Now there are not only God's great work of creation and that other great work of the redemption of Israel out of Egypt. These works of God were basic in the history of revelation until the coming of Christ. Now there is also God's great work of redemption in the death and resurrection of Christ Jesus. That was God's new fundamental work. It is on that foundation that the church now bases its life, although maintaining God's work in creation. Christ came in order to redeem God's creation. The church, therefore, held on to the created order: six days of work and one day of rest and worship, but it starts the week with the proclamation of and faith in God's redemption work in Christ. Being placed in the salvation of Christ, the believers let that salvation rule also the other days of the week: saved from sin they seek to serve their God.

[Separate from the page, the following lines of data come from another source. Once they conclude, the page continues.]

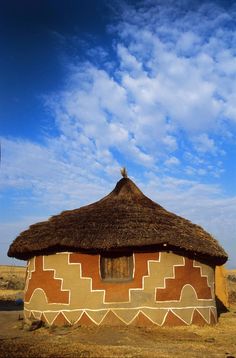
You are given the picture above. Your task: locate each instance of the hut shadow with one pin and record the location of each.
(11, 305)
(220, 307)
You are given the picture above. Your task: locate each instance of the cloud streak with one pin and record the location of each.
(164, 106)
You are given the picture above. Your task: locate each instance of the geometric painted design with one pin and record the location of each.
(141, 320)
(114, 291)
(85, 299)
(85, 320)
(111, 319)
(45, 280)
(172, 319)
(61, 320)
(184, 275)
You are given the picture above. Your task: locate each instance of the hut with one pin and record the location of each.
(123, 260)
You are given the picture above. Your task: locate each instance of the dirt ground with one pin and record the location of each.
(215, 341)
(193, 341)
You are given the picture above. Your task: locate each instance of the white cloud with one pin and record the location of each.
(166, 105)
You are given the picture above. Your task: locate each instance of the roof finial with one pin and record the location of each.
(123, 172)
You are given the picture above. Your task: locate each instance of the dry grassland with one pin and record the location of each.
(216, 341)
(193, 341)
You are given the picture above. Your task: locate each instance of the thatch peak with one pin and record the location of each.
(124, 173)
(124, 219)
(125, 189)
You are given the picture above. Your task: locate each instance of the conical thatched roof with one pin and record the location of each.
(124, 219)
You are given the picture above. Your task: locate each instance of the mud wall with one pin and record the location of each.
(166, 290)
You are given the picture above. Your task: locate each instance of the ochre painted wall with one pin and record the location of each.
(166, 290)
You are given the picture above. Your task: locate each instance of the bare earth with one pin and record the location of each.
(215, 341)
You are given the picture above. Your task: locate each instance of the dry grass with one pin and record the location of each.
(216, 341)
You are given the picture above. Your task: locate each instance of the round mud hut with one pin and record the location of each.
(123, 260)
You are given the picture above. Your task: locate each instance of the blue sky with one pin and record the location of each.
(87, 87)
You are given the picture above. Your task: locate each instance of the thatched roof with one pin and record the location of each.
(124, 219)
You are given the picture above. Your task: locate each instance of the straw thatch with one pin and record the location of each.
(124, 219)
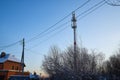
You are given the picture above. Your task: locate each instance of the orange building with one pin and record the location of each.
(10, 65)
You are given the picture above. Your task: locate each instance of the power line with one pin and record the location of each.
(90, 8)
(113, 2)
(10, 45)
(94, 8)
(49, 37)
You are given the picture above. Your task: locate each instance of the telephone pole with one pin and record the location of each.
(22, 58)
(74, 26)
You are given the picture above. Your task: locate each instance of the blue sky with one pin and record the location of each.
(27, 18)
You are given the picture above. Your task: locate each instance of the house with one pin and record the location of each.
(10, 65)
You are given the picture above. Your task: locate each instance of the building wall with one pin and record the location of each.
(9, 68)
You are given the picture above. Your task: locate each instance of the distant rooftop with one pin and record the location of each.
(4, 57)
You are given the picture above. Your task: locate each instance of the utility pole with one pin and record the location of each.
(74, 26)
(22, 58)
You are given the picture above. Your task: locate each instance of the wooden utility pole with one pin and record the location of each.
(74, 26)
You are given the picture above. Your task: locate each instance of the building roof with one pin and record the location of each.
(10, 58)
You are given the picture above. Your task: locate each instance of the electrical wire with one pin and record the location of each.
(10, 45)
(91, 8)
(113, 3)
(36, 37)
(95, 8)
(48, 38)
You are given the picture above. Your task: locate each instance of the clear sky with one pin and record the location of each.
(28, 18)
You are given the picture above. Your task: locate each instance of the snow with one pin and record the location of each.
(9, 57)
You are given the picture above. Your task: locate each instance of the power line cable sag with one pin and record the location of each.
(48, 38)
(57, 22)
(10, 45)
(90, 10)
(96, 6)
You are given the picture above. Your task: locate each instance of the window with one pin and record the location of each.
(17, 68)
(12, 67)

One day of rest in a week of hard work, according to the pattern of God's creation order, was a great gift of God to mankind in paradise. It was also a great gift to God's people Israel. It still is a great gift of a caring and gracious Father in heaven through Jesus Christ to the New Testament church. Since the day of rest and worship is God's gift, mankind, and in the first place the church, should receive and accept this gift and use it to God's glory in the proper, God-willed way. Sanctification of the day of rest still results in sanctification of all the days of the week and, thus, of the entire life of those who believe. Desecration of the day of rest results in increasing desacration of the other days of the week and of one's entire life.
Therefore, we are very thankful for the decision of Synod Cloverdale, 1983, which maintained that our day of worship is a day of rest in accordance with the Fourth Commandment.